# What is the hybridization in "CO"_2?

Jul 2, 2014

The carbon atom has $s p$ hybridization; the $\text{O}$ atoms have $s {p}^{2}$ hybridization.

#### Explanation:

You must first draw the Lewis structure for ${\text{CO}}_{2}$.

According to VSEPR theory, we can use the steric number $\left(\text{SN}\right)$ to determine the hybridization of an atom.

$\text{SN}$ = number of lone pairs + number of atoms directly attached to the atom.

• $\text{SN = 2}$ corresponds to $s p$ hybridization.
• $\text{SN"= 3}$ corresponds to $s {p}^{2}$ hybridization.

We see that the $\text{C}$ atom has $\text{SN = 2}$. It has no lone pairs, but it is attached to two other atoms.

It has $s p$hybridization.

Each $\text{O}$ atom has $\text{SN = 3}$. It has 2 lone pairs and is attached to 1 $\text{C}$ atom.

Just as the carbon atom hybridized to form the best bonds, so do the oxygen atoms.

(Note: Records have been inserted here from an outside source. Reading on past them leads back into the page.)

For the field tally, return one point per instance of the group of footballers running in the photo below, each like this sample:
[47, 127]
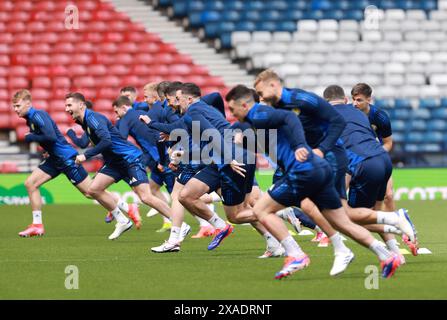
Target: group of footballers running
[316, 142]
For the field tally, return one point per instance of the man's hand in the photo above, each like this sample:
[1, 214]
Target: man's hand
[145, 119]
[318, 152]
[164, 137]
[238, 138]
[301, 154]
[160, 168]
[237, 167]
[176, 156]
[80, 158]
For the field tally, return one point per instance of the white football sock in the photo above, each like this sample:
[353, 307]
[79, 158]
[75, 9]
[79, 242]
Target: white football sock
[391, 229]
[123, 205]
[119, 216]
[174, 236]
[390, 218]
[392, 245]
[166, 220]
[202, 222]
[37, 217]
[217, 222]
[272, 242]
[380, 250]
[338, 243]
[292, 247]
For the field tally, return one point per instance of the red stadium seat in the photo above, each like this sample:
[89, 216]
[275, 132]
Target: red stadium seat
[39, 71]
[23, 5]
[36, 26]
[61, 82]
[108, 47]
[41, 48]
[56, 106]
[6, 38]
[6, 5]
[64, 47]
[61, 58]
[110, 81]
[61, 117]
[86, 81]
[16, 26]
[40, 94]
[46, 37]
[8, 166]
[3, 97]
[41, 82]
[82, 58]
[76, 70]
[103, 105]
[21, 131]
[40, 59]
[5, 121]
[5, 105]
[40, 104]
[58, 70]
[108, 93]
[118, 69]
[4, 60]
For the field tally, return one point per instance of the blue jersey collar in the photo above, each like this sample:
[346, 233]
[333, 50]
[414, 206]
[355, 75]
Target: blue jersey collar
[286, 95]
[31, 112]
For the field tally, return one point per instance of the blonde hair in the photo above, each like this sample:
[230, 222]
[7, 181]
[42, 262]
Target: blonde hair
[266, 75]
[21, 94]
[151, 86]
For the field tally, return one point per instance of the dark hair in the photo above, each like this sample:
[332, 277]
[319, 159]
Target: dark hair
[238, 92]
[76, 96]
[361, 88]
[173, 87]
[128, 89]
[121, 101]
[255, 95]
[334, 92]
[161, 88]
[191, 89]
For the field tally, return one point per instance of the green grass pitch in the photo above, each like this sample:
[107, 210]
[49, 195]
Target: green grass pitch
[34, 268]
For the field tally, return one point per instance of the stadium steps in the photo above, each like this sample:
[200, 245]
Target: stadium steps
[186, 43]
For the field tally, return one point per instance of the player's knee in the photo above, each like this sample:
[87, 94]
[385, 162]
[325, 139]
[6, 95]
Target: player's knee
[185, 196]
[30, 185]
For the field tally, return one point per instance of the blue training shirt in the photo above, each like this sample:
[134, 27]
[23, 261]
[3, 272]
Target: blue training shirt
[45, 131]
[380, 122]
[107, 140]
[290, 136]
[321, 122]
[358, 137]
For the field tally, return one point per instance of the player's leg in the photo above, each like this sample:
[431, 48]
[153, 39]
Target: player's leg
[37, 178]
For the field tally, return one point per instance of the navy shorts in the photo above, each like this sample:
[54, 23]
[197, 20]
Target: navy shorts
[209, 175]
[316, 184]
[369, 180]
[339, 163]
[188, 172]
[167, 177]
[234, 187]
[75, 173]
[133, 173]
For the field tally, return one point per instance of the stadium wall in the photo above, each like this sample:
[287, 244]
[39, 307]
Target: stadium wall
[409, 184]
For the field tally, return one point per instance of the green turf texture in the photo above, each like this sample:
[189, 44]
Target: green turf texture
[34, 268]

The valence electron configuration of $\text{O}$ is $\left[\text{He}\right] 2 {s}^{2} 2 {p}^{4}$.

To accommodate the two lone pairs and the bonding pair, it will also form three equivalent $s {p}^{2}$ hybrid orbitals.

Two of the $s {p}^{2}$ orbitals contain lone pairs, while the remaining $s {p}^{2}$ orbital and the unhybridized $p$ orbital have one electron each.

We can see this arrangement in the $\text{C=O}$ bond of formaldehyde, which is equivalent to the right-hand side of the $\text{O=C=O}$ molecule.

(from www.slideshare.net)

There is a similar arrangement on the left side of the $\text{O=C=O}$ molecule, but the $\pi$ bond is horizontal rather than vertical.